5 Bean Salad

21 ingredients
8 steps

Ingredients

  • 1 cup dried garbonzo beans/chick peas (2 cans rinced and well drained)
  • 1 cup dried field peas (2 cans rinced and drained
  • 1/2 cup dried red kidney beans (1 can rinced and drained)
  • 1 cup fresh green peas (1 cup frozen)
  • 2 large ears of corn scraped and cob discarded (1 cup frozen whole-kernal corn)
  • 1 1/2 pounds fresh green beans, snapped into 1 inch pieces (2 cups frozen green beans)
  • 1 medium zucchini
  • 1 medium yellow squash
  • 1 large onion with top
  • 1/2 bunch fresh parsley (1/4 cup dried parsley)
  • 1/2 cup chopped green, yellow or red pepper (optional)
  • 1/2 cup chopped celery (optional)
  • 2/3 cup fresh mung bean sprouts (1 can bean sprouts rinced and drained)
  • 2 T lemon juice
  • 2 T Balsamic Vinegrette
  • 1/3 cup olive oil
  • 3 tsp Seasoning Salt (divided)
  • 2 tsp granulated garlic (divided)
  • 1/2 tsp red pepper flakes
  • 1/2 tsp dried rosemary
  • Cherry or grape tomatoes

Directions

  1. 1
    Soak dried beans in water overnight. Drain water off and cover with fresh water. Add 1 tsp seasoning salt & 3/4 tsp granulated garlic. Bring to boil, cover, reduce heat and simmer 20 -25 minutes until beans are cooked thoroughly, but remain crisp. Drain and rince with cool water. Set aside.
  2. 2
    Steam fresh green beans for 5 minutes. Add fresh peas and continue to steam for 5 minutes. Add fresh corn, remove from heat and let stand 2 - 3 minutes.
  3. 3
    (If you are using frozen vegetables, steam the green beans for a minute or two, the others will be alright to simply thaw.)
  4. 4
    Slice squashes lengthwise, then slice halves into 1/4 inch thick slices. Slice halved onion bulb thinly. Chop tops and set aside.
  5. 5
    Chop parsley and other fresh vegetables as desired.
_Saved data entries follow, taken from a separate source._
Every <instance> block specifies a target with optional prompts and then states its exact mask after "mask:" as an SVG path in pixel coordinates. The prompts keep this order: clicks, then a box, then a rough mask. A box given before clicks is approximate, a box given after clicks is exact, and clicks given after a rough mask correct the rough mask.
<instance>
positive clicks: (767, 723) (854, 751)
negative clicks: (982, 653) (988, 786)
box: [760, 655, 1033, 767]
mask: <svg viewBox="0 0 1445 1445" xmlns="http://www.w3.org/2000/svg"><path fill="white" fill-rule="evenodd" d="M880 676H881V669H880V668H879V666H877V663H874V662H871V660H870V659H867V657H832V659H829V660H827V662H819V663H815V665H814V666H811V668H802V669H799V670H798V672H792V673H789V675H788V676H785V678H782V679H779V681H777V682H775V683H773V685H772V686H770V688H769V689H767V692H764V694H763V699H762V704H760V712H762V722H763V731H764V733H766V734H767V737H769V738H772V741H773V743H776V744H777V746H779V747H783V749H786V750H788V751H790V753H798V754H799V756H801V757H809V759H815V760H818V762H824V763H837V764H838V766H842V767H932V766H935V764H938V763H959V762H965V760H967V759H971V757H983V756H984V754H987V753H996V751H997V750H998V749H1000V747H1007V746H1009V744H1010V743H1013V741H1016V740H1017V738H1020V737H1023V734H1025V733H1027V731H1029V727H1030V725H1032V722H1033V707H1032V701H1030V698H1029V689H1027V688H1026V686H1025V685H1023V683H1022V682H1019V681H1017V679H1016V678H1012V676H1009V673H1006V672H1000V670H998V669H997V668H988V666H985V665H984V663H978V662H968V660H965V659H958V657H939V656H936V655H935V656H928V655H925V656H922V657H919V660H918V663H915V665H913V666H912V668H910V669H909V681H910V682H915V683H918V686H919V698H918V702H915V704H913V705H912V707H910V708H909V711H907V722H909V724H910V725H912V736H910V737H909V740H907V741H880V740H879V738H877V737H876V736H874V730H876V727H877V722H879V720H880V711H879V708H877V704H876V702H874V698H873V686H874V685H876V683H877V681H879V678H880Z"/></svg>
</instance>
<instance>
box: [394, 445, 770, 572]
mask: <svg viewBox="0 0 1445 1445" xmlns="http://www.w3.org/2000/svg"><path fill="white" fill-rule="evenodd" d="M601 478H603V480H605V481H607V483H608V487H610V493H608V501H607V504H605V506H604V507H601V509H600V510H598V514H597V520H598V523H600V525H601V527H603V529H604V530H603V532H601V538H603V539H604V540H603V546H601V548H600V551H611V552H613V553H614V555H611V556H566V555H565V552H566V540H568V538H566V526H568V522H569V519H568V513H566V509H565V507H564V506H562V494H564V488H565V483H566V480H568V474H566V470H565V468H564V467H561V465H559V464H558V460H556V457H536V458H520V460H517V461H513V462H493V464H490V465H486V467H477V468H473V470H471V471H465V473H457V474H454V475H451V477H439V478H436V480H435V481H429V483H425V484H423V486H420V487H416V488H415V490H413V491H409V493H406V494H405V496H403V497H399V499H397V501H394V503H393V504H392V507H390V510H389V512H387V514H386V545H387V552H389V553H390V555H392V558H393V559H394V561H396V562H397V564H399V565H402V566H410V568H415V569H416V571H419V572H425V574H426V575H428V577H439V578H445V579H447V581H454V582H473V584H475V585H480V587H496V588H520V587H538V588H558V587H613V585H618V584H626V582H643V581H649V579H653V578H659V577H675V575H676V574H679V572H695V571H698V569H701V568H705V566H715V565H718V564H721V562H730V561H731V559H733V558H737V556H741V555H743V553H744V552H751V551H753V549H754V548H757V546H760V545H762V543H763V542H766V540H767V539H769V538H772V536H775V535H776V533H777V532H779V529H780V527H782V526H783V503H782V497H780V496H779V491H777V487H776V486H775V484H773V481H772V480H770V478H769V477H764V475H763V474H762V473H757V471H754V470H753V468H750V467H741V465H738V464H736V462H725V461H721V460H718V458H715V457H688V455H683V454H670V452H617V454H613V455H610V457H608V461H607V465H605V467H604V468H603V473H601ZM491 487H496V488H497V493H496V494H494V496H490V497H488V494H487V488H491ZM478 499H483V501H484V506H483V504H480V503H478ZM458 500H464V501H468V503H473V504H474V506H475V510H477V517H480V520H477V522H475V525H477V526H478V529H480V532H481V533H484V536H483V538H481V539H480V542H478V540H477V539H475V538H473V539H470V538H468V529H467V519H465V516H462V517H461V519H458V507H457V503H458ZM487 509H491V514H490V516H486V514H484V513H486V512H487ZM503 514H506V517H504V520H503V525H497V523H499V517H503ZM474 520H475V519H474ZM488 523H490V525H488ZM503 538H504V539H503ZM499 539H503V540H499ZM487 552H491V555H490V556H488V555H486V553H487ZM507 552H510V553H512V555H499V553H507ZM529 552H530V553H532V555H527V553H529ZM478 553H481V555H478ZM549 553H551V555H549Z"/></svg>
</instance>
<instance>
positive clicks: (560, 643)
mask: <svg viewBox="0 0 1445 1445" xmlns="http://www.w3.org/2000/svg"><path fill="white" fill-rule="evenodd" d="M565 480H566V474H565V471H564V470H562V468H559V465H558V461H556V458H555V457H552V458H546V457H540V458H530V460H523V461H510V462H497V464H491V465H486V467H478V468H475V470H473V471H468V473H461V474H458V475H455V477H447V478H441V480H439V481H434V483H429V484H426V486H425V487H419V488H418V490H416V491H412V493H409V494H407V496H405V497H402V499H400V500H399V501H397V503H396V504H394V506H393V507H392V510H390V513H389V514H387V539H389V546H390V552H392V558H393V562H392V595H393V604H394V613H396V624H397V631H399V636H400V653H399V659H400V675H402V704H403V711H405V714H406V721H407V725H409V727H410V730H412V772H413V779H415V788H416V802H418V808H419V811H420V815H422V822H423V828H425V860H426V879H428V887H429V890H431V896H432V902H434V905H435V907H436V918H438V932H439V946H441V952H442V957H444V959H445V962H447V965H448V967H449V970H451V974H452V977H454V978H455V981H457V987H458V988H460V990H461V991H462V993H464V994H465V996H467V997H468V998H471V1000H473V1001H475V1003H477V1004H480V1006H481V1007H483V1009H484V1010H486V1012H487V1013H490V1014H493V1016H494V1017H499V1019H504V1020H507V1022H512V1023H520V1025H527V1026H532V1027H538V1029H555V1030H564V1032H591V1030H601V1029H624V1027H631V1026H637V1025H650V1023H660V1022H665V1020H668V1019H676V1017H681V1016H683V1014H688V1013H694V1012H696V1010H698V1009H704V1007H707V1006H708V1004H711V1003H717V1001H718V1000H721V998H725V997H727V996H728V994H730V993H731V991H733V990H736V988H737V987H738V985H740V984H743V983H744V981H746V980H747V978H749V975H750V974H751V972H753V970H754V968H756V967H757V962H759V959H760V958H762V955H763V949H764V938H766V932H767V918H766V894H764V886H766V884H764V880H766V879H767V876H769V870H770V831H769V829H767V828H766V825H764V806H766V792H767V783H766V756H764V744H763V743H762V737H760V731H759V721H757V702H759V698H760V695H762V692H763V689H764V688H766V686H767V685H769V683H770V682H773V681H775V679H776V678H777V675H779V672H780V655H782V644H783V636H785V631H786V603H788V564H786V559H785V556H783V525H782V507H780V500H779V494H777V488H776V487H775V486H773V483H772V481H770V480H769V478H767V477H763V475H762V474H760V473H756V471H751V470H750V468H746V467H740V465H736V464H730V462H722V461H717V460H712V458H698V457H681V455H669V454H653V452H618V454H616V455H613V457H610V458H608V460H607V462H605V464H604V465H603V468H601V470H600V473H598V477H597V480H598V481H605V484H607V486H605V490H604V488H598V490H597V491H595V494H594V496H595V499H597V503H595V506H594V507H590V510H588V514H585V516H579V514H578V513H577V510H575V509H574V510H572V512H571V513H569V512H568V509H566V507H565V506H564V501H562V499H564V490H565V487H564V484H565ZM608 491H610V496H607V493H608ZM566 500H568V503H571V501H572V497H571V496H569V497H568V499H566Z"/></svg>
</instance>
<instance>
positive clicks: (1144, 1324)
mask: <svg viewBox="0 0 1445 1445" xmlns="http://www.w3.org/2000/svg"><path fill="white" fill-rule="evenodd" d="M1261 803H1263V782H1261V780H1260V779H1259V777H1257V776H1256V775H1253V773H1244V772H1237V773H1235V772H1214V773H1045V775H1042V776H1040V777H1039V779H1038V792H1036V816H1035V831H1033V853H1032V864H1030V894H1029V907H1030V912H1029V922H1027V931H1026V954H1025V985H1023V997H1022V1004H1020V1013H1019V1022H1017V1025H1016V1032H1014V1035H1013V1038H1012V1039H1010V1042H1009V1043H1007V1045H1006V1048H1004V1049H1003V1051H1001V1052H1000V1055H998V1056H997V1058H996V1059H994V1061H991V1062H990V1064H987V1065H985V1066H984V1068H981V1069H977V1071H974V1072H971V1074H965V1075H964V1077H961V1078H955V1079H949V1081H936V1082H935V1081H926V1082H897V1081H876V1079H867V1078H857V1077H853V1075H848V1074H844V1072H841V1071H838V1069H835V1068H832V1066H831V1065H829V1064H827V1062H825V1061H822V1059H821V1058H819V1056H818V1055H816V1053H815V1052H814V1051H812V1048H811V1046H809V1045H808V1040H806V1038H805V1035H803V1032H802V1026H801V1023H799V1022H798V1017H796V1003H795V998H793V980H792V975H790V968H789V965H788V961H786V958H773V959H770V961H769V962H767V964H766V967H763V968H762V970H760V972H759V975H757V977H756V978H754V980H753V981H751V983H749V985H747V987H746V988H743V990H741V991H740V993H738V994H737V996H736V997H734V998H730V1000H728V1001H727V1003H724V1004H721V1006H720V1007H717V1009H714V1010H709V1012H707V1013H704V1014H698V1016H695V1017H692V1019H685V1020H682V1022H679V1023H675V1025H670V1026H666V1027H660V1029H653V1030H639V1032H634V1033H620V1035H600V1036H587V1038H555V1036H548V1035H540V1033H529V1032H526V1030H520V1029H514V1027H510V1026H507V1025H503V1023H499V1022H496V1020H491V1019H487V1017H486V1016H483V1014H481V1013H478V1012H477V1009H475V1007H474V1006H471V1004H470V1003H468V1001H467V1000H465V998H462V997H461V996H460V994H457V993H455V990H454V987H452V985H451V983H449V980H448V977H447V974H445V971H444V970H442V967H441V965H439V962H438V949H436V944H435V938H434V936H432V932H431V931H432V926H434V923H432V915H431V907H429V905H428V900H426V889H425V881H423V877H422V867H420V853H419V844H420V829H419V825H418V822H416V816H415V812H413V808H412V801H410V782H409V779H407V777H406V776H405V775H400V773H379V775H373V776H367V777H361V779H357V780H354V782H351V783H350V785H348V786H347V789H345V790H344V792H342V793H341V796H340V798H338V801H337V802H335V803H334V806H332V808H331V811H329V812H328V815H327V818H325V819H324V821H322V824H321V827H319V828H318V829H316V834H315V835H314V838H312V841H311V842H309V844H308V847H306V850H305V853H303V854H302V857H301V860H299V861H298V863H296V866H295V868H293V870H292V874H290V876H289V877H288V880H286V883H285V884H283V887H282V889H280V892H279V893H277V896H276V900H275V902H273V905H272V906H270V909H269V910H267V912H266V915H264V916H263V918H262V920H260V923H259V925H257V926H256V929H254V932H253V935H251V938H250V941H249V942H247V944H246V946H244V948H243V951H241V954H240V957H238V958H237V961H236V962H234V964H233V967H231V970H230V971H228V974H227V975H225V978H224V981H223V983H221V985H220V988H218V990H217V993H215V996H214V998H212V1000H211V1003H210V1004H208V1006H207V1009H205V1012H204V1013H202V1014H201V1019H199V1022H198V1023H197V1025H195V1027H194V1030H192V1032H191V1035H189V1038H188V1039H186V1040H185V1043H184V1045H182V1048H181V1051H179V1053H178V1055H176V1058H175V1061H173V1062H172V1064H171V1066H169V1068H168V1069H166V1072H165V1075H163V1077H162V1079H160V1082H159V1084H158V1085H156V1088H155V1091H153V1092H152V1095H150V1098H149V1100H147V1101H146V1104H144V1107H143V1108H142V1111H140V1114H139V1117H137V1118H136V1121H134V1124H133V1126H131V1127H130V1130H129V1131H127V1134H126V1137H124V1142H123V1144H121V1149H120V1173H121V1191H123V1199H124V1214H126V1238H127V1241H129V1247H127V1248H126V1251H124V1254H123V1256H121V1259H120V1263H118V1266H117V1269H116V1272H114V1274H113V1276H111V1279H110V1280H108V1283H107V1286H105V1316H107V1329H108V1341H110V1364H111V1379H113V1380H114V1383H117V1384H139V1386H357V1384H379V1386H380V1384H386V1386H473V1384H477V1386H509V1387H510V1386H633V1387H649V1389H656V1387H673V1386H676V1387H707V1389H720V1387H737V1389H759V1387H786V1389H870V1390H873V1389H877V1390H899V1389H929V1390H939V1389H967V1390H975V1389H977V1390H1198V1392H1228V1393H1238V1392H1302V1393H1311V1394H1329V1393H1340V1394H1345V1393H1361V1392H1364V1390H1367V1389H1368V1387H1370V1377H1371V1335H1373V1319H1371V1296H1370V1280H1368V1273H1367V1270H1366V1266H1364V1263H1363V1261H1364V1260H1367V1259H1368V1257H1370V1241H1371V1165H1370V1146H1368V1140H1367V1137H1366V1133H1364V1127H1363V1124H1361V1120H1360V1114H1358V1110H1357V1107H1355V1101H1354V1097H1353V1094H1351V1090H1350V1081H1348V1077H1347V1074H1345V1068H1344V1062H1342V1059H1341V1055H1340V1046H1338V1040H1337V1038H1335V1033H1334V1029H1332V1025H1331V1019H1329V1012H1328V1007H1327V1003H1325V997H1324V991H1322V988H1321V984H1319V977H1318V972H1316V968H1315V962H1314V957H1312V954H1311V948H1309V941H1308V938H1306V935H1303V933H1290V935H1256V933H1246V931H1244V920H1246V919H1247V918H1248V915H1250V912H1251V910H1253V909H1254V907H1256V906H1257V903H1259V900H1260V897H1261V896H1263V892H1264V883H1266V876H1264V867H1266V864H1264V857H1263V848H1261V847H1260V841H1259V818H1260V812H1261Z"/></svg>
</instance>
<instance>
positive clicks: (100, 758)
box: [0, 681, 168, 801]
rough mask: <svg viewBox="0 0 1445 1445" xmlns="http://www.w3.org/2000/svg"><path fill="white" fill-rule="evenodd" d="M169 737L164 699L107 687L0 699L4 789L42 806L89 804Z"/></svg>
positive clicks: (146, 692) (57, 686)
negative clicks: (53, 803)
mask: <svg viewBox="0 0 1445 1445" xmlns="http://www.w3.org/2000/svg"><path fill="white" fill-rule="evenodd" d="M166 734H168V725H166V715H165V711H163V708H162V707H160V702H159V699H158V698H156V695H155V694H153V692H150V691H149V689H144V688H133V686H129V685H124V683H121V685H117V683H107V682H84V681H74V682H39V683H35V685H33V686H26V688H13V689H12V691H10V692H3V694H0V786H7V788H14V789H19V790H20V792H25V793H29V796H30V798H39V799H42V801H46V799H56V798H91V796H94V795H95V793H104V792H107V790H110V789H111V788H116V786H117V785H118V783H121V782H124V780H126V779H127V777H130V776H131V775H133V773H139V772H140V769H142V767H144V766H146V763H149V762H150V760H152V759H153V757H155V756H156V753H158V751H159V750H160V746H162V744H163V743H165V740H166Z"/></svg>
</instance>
Mix all ingredients in a large bowl. Add bean sprouts. Season with remaining garlic, seasoning salt, salt, pepper, red pepper flakes and rosemary. Stir well.
  6. 6
    Drizzle Balsamic Vinegrette over vegetables. Mix well. Add additional seasoning/herbs to taste.
  7. 7
    Add Lemon Juice and mix. Add Olive oil 1 Tbs at a time and mix after each addition. Add more to personal preference. Cover and refridgerate for 1 to 2 hours before serving.
  8. 8
    Add halved cherry or grape tomatoes at time of serving.